Another lncRNA involved in the angiogenesis process is
LINC-ROR. Fan et al. demonstrated the role of
LINC-ROR as an oncogene and found that this lncRNA inhibits a series of expression changes that lead to tumorigenesis (
3). Qin et al. performed a functional study and showed that knockdown of
LINC-ROR inhibited the growth, migration, and angiogenesis of HMCE-1 cells (
32).
LINC-ROR transcription was dysregulated in cancer of breast, pancreatic, hepatocellular, and endometrial. This lncRNA is also involved in many of the cell's natural regulatory functions. However, the exact mechanism of
LINC-ROR involvement in various cancers is still unknown (
29). In concordance with these data, the present study reported an 8-fold increase in the expression of
LINC-ROR in tumoral tissue compared to ANCTs. But, there was no significant difference in expression levels of this gene between tumor tissue and BPH. According to our results, the increased expression of this gene was associated with a higher stage of cancer. The results were confirmed by the data previously presented by Zhai et al. in 2019 (
33). They showed the increased expression of the
LINC-ROR in PCa tissue compared to ANCTs; also, our study found an association between this overexpression and the higher stages of cancer. All these proposed a role for this gene in the progression of PCa cancer.

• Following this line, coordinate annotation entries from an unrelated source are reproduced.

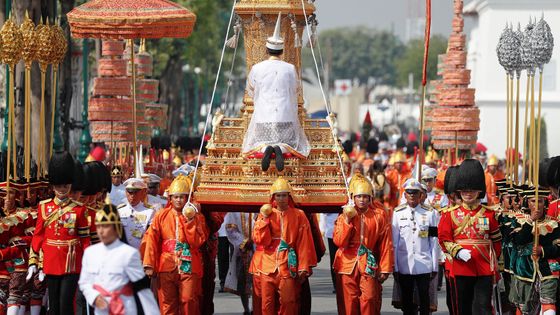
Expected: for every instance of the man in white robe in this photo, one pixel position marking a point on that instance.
(112, 271)
(274, 126)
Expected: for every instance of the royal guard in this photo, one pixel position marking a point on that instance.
(62, 234)
(364, 258)
(112, 271)
(414, 230)
(172, 251)
(536, 267)
(469, 233)
(283, 233)
(135, 215)
(435, 199)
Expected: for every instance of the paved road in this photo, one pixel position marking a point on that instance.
(324, 301)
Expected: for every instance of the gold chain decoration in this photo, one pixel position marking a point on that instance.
(11, 53)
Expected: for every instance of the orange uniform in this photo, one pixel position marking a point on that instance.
(286, 248)
(365, 248)
(179, 268)
(396, 181)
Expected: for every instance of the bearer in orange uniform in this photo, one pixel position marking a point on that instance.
(172, 251)
(469, 234)
(283, 235)
(364, 258)
(62, 233)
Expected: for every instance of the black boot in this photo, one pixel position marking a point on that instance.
(279, 159)
(265, 162)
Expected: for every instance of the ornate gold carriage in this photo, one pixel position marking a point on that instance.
(231, 182)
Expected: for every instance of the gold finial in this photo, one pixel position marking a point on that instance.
(12, 41)
(45, 45)
(29, 40)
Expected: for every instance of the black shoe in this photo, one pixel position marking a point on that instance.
(279, 159)
(265, 162)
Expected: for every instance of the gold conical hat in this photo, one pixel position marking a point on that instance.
(181, 185)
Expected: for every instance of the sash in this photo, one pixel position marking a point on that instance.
(55, 215)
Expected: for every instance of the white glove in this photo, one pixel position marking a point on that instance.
(30, 272)
(464, 255)
(41, 275)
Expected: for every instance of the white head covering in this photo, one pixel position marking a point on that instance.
(276, 42)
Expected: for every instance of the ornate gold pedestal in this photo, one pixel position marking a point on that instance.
(230, 182)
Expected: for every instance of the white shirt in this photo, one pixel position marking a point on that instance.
(273, 85)
(135, 221)
(117, 194)
(112, 267)
(415, 254)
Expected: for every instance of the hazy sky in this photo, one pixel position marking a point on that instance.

Due to the heterogeneity of PCa, there is a lack of a biomarker to identify and differentiate BPH from PCa and predict the clinical consequences of the disease and guide the best treatment strategy. Measurement of PSA serum level has been introduced as a well-established marker with excellent diagnostic value in various studies (
34,
35). However, PCa still occurs in a wide range of PSA levels. In this study, expression levels of
STAT3 had excellent diagnostic value for distinguishing tumor tissue from ANCT and BPH tissue. The results of the present study suggested that evaluating the expression of critical genes along with the PSA could be very helpful and lead to the enhanced predictive value of PSA.
The small size of the study population was a limitation of this study. Also, using probe-based Real-Time PCR and selecting a wider panel of genes predicted to be involved in the PCa development may result in more accurate data and finally lead us to a useful panel of genes expression that helps physicians to distinguish PCa accurately from BPH and predict the prognosis of each patient. It must be declared that these data need to be confirmed in future studies.
5.1. Conclusions
In conclusion, the present work showed that the STAT3 and LINC-ROR as angiogenesis-related genes were upregulated in patients with PCa. The STAT3 gene with a high AUC value could be suggested as an excellent biomarker in the diagnosis of PCa. Considering the correlation between the TNK2-AS1 and STAT3, evaluating a bigger sample size may be more informative. The present data may be useful in the path of the genetic biomarker identification and also finding mediators with a role in the key pathways of prostate tissue enlargement that would be helpful in the discrimination of PCa from BPH.